Berlin (ddp-bln). Wenn es in der Welthauptstadt des Atheismus um
das Für und Wider von christlichem Glauben geht, kann einfach keine
Langeweile aufkommen. Die Sophienkirche in Berlin-Mitte ist fast bis
auf den letzten Platz gefüllt, als am Donnerstagmittag die These
diskutiert wird: Ich glaub nix - mir fehlt nix. Die zahlreichen
Kirchentagsgäste im Publikum erleben eine zweistündige Redeschlacht zwischen Gläubigen und solchen ohne Religion, wie sie in einer Fernseh-Talkshow nicht spannender sein kann.

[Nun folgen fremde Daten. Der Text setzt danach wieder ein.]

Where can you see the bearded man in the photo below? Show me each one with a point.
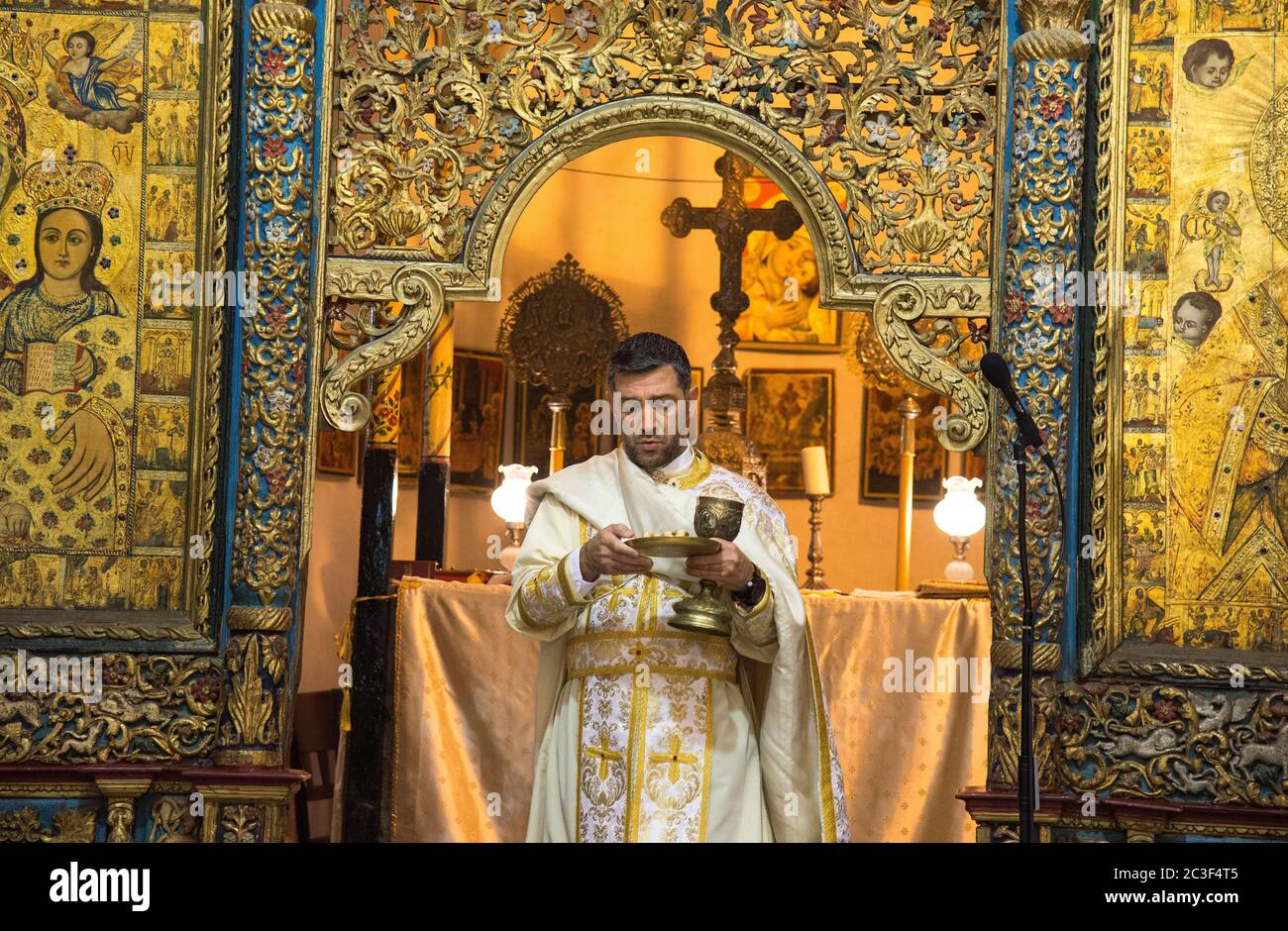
(647, 732)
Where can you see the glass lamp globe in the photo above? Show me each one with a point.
(961, 515)
(510, 502)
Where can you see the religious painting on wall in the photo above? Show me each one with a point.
(478, 420)
(881, 447)
(532, 428)
(781, 281)
(108, 373)
(1198, 446)
(787, 410)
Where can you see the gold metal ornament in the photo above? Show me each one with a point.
(559, 330)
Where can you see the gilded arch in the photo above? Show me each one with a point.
(423, 287)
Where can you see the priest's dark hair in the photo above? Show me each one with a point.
(645, 352)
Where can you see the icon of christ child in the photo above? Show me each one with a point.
(93, 89)
(62, 294)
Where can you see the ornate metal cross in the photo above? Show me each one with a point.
(730, 220)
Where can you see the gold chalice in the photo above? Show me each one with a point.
(706, 612)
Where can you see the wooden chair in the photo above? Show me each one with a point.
(314, 743)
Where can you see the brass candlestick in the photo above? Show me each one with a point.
(814, 579)
(706, 613)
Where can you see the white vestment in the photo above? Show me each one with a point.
(644, 732)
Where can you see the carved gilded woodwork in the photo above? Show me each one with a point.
(451, 115)
(275, 338)
(1035, 333)
(153, 708)
(65, 826)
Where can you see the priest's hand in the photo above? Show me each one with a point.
(605, 554)
(729, 569)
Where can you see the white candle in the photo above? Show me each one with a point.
(814, 463)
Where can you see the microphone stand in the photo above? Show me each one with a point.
(1026, 772)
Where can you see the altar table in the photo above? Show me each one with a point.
(909, 739)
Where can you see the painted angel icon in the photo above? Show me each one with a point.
(91, 89)
(1214, 219)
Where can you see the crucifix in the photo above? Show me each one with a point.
(730, 220)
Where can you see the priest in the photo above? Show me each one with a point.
(645, 732)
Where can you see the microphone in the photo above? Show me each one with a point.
(999, 374)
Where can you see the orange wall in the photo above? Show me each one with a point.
(610, 224)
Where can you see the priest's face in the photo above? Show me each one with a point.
(651, 415)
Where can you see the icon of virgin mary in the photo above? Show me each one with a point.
(63, 292)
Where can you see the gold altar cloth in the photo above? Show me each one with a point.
(909, 741)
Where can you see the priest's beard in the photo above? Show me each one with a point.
(648, 459)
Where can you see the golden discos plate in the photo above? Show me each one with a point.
(675, 545)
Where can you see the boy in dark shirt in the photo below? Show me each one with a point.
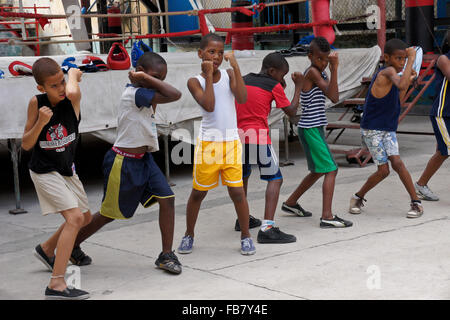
(380, 120)
(51, 131)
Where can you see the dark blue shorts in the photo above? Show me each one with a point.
(130, 181)
(266, 159)
(441, 127)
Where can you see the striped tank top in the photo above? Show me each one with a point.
(313, 108)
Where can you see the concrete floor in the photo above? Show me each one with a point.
(383, 256)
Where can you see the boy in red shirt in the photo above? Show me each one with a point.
(262, 89)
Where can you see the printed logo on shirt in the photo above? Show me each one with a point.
(57, 139)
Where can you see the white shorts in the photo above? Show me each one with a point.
(58, 193)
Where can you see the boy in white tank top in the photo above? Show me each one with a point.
(218, 151)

Eingeladen sind PDS-Politikerin Petra Pau, der Vorsitzende des
Humanistischen Verbandes Deutschland, Rolf Stöckel, der weltliche
Bestattungsredner Jürgen Gerdes und Pfarrer Ehrhart Neubert. Die
Zuhörer erfahren vieles, was sie vielleicht noch nicht wussten. So
erzählt Linkssozialistin Petra Pau, dass sie in einem kirchlich
geprägten Elternhaus aufwuchs, getauft und konfirmiert wurde. Auf
große Sympathie beim Publikum stößt ihr Plädoyer für
Religionskunde-Unterricht an jeder Schule, unabhängig vom Glauben
oder Nicht-Glauben eines Kindes.
Für Aufregung und Empörung sorgt dann allerdings
Religionssoziologe Ehrhart Neubert, der mit seinem Vortrag über
Atheismus als Herausforderung für die Kirchen die Debatte erst
richtig anheizt. Während andere im Podium um Verständnis für die
andere Seite bemüht sind, fährt Neubert scharfe Geschütze auf. Der
Atheismus ist auch eine kulturelle Form des Autismus, sagt er und
zieht sich damit auch den Zorn vieler Gläubiger im Publikum zu.
𛈜Hört, hört, raunt es aus der Menge in der schmucken Sophienkirche.
Und er setzt noch eins drauf. Atheismus, so meint Neubert, sei ein
Produkt des kulturellen Vergessens und berge die Gefahr in sich,
dass die Maßstäbe zwischen Gut und Böse verwischen. Bei diesen Worten
beginnen die Zuhörer langsam zu kochen. Sie quittieren seine Rede mit
lauten Pfiffen in dem Gotteshaus.
Über eines können sich die Organisatoren dieser Diskussion
wahrlich nicht beschweren - über lähmende Dialoge oder mangelnde
Anteilnahme des Publikums. Als das Gespräch auf den Kirchensaal
ausgedehnt wird, stehen die Redewilligen in einer langen Schlange vor
dem Mikrofon und beschweren sich reihenweise über Neuberts provokante
Ansichten. Der Vergleich zwischen Atheisten und Autisten - das ist
der Weg, der Menschen von der Kirche wegtreibt, weil er solch eine
Arroganz an den Tag legt, empört sich ein junger Christ. Ein
Religionslehrer beschwert sich über Neuberts Zerrbilder.
Auch bei den Podiumsgästen schlagen die Emotionen hoch. Es
verletzt mich tief, wenn Sie Menschen wie mich als Autisten
bezeichnen, klagt Gerdes, der sich als bekennender Humanist und
Nicht-Gläubiger nach Neuberts Vortrag am liebsten einen Schnaps
gegönnt hätte. Zu seiner großen Überraschung bekommt er den
tatsächlich. Ein junger, langhaariger Theologiestudent ärgert sich
über Neuberts Argumente und zeigt vollstes Verständnis für Gerdes'
Bedürfnis nach Hochprozentigem. Er stellt ihm - sehr zum Amüsement
des Publikums - eine kleine Schnapsflasche aufs Podium.
Schnaps und Pfiffe machen zumindest eines deutlich: Gläubige und
Nichtgläubige haben sich etwas zu sagen, wollen miteinander in einen
Dialog kommen. Und genau das ist eines der wichtigsten Anliegen
dieses Ökumenischen Kirchentages in Berlin, der - wie es hieß -
vermutlich religionslosesten Hauptstadt weltweit.